Most Helpful Guy
You should demand that your boyfriend takes you with him to get his son the next time.
Most Helpful Girl
Fair warning: I've never been in the situation myself but I have mediated over them. What it boils down to is trust and communication.
1) His son comes first. There's no buts to this, son is number 1 always and you have to respect this.
2) You must understand that maintaining a solid positive relationship with his ex is vital for the benefit of his son. The only person that suffers if those two can't communicate is that boy. You cannot be the barrier between them that causes a breakdown of their ability to co-parent. This is going to include him sharing a meal with them. You just have to accept it so that he doesn't have a reason to hide it. When he feels he has to hide that relationship, he is going to sneak around doing more and more. It is a better option to say, I understand you can't avoid it, and I trust you to not betray me. When he doesn't feel like he will face hostility from you, he will naturally be open about their activities and relationship.

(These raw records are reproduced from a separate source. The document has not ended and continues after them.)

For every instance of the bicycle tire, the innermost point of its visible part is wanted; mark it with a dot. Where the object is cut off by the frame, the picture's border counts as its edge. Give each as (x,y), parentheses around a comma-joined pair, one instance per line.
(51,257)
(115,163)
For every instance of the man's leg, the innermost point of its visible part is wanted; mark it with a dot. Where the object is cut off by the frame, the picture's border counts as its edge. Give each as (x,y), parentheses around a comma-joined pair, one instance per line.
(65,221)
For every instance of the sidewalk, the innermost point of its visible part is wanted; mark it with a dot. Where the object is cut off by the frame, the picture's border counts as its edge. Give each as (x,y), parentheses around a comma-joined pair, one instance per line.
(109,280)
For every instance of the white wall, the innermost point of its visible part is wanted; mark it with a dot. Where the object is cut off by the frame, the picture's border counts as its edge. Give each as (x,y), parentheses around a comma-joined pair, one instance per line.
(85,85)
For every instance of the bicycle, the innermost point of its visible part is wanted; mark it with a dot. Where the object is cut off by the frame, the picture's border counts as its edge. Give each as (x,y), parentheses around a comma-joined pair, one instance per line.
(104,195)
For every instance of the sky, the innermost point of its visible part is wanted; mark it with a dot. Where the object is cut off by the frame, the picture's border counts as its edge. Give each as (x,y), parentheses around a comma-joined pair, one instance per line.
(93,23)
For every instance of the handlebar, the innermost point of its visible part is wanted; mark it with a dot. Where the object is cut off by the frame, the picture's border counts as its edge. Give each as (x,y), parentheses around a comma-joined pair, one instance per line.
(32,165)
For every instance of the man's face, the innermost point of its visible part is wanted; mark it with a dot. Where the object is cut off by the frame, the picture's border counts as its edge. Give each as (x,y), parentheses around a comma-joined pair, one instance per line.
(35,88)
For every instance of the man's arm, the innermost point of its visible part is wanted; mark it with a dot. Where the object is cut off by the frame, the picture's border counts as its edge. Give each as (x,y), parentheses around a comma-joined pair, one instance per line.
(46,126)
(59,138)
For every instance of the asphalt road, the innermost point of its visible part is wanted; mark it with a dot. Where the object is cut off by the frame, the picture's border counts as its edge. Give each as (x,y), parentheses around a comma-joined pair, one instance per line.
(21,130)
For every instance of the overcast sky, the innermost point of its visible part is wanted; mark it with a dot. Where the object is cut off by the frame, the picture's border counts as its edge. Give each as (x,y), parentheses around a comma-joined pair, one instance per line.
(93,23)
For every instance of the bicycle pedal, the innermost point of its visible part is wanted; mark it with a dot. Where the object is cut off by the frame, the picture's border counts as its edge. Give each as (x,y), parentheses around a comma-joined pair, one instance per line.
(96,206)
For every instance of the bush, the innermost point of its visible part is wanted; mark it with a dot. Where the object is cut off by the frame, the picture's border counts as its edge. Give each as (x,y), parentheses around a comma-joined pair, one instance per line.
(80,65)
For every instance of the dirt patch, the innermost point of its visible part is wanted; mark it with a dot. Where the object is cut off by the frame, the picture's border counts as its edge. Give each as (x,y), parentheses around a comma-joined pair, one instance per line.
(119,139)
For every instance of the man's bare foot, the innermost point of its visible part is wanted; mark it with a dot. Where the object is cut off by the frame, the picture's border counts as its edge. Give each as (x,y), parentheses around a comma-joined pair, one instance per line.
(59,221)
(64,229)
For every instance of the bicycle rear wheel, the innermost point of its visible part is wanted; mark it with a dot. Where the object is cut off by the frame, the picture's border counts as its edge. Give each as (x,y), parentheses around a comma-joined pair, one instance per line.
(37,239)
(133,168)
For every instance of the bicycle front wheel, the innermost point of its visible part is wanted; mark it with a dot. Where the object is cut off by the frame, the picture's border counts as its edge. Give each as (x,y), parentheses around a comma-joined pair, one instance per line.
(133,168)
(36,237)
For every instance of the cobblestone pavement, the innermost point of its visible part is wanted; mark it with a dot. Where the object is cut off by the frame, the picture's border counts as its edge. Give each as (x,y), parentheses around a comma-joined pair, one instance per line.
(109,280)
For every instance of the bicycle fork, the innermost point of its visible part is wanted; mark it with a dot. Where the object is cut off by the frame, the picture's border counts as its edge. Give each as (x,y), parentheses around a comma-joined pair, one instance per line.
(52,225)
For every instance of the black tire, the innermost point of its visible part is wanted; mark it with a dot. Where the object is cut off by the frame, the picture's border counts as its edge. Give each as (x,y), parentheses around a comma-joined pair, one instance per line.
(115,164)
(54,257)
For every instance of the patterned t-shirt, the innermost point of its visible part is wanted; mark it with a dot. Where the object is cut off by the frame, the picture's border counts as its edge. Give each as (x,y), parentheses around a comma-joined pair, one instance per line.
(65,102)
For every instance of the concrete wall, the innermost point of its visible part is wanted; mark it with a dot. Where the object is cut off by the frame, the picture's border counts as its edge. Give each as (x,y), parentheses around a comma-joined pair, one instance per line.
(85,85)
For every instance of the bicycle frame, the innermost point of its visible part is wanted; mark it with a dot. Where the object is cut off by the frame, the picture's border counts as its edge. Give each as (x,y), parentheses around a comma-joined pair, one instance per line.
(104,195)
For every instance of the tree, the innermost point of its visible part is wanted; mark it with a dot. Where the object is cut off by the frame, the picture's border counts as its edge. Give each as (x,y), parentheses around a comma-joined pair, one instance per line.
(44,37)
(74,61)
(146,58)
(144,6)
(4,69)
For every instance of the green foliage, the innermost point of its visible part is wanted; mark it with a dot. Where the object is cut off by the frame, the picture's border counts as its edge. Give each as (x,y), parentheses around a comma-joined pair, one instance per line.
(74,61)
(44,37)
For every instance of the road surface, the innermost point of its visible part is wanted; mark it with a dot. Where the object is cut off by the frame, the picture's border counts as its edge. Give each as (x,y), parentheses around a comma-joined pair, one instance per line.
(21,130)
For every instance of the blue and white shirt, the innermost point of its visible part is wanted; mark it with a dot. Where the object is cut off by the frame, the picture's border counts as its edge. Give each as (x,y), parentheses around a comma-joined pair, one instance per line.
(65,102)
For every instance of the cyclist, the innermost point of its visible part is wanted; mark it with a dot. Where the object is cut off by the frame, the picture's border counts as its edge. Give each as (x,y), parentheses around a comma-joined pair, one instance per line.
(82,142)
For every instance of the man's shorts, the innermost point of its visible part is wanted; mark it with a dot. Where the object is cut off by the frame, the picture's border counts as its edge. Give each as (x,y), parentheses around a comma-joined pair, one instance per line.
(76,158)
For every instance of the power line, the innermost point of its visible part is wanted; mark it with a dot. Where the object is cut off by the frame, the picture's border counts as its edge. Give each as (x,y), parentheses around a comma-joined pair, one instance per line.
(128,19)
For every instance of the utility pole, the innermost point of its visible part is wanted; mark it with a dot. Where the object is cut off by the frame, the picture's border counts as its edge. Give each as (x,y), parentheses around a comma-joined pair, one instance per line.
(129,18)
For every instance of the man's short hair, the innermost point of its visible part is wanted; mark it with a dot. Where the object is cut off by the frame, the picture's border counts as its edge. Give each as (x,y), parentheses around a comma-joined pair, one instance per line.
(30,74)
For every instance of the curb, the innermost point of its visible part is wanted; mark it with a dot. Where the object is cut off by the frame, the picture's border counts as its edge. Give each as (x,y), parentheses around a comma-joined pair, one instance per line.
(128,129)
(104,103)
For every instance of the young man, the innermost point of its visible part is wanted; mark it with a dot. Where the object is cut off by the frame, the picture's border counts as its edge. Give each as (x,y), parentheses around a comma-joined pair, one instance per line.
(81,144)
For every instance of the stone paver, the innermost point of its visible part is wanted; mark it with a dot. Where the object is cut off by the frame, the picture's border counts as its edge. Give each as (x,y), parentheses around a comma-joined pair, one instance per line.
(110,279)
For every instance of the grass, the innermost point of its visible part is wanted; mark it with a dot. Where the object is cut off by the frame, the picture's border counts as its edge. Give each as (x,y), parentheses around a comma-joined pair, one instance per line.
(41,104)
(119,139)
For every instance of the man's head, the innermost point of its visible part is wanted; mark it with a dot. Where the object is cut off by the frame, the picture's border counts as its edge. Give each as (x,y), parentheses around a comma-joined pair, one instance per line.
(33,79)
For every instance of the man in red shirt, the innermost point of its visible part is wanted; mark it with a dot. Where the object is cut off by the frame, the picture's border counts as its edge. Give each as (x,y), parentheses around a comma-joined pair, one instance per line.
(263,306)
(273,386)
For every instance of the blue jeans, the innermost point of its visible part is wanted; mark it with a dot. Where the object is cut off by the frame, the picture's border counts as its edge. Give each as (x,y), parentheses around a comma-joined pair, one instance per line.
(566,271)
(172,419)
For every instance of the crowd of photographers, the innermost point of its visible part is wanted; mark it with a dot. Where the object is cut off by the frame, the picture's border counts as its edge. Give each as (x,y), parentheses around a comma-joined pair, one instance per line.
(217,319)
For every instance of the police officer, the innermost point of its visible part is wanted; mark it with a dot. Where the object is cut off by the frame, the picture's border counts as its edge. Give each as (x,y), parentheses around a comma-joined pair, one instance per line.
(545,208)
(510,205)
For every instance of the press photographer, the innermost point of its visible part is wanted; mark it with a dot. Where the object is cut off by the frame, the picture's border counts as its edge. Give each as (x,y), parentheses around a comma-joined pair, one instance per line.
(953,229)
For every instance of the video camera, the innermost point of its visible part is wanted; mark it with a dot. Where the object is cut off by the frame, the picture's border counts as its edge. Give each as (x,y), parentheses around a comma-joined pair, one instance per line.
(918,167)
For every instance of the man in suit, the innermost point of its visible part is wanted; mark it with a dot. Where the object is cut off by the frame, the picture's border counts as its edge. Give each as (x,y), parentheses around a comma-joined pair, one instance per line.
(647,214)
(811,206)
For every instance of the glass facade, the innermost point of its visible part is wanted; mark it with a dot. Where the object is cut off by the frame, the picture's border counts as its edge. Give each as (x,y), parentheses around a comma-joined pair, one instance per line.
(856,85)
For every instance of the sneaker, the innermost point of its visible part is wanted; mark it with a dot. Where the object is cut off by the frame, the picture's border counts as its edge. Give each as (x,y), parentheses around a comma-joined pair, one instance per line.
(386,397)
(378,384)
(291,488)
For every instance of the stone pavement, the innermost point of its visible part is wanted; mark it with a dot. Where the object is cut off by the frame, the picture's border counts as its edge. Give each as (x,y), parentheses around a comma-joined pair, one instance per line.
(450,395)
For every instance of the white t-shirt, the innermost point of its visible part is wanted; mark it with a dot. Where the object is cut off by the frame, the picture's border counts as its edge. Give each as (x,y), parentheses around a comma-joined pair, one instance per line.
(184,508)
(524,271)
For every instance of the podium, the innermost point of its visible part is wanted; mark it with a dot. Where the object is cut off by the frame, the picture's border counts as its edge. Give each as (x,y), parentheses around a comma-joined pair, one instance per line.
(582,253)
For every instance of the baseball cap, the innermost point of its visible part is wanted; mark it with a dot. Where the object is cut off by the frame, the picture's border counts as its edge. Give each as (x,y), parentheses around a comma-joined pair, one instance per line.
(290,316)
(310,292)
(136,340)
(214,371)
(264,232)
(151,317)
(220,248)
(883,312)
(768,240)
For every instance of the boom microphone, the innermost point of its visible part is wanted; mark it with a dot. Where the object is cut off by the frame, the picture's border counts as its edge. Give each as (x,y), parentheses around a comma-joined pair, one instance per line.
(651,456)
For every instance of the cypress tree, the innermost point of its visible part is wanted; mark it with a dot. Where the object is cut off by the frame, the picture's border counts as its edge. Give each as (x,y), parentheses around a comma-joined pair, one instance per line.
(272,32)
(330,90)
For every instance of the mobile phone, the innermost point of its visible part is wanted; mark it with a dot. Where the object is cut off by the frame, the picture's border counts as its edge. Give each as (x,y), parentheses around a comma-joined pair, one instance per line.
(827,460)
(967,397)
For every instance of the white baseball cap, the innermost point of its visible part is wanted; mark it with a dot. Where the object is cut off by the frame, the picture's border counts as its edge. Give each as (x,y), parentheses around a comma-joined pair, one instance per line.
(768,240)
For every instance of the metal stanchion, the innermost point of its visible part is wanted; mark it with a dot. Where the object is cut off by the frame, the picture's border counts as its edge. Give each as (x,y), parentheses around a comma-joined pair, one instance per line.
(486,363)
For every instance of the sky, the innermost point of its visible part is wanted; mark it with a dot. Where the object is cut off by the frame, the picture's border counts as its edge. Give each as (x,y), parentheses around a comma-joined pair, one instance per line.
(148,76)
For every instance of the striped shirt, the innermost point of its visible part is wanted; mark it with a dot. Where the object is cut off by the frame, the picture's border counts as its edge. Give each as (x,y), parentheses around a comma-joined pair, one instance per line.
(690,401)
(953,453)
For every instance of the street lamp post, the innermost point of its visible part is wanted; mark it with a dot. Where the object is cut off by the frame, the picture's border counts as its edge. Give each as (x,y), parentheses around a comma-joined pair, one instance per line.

3) You cannot let your own insecurities overcome the trust you have in him. He still talks to his ex not because he wants to or because he want to hurt you. He talks to her because she is the mother of his son and he has to stay in contact with her. He is being forced to stay in contact with her, he is choosing to be with you. Trust him and love him for it. And love him for being a good dad that is willing to put aside the hurt from a break up in order to be there for his son.
4) I'd like to point out he made the effort to end his relationship outside his with her. This was done when you expressed your hurt. That says he listened to you, cared enough about you to alter his life and put you above her. Did he have a meal with her, yes, did he hide it yes. Did he feel pressured to do so by you, yes. He hid it out of protection of your feelings.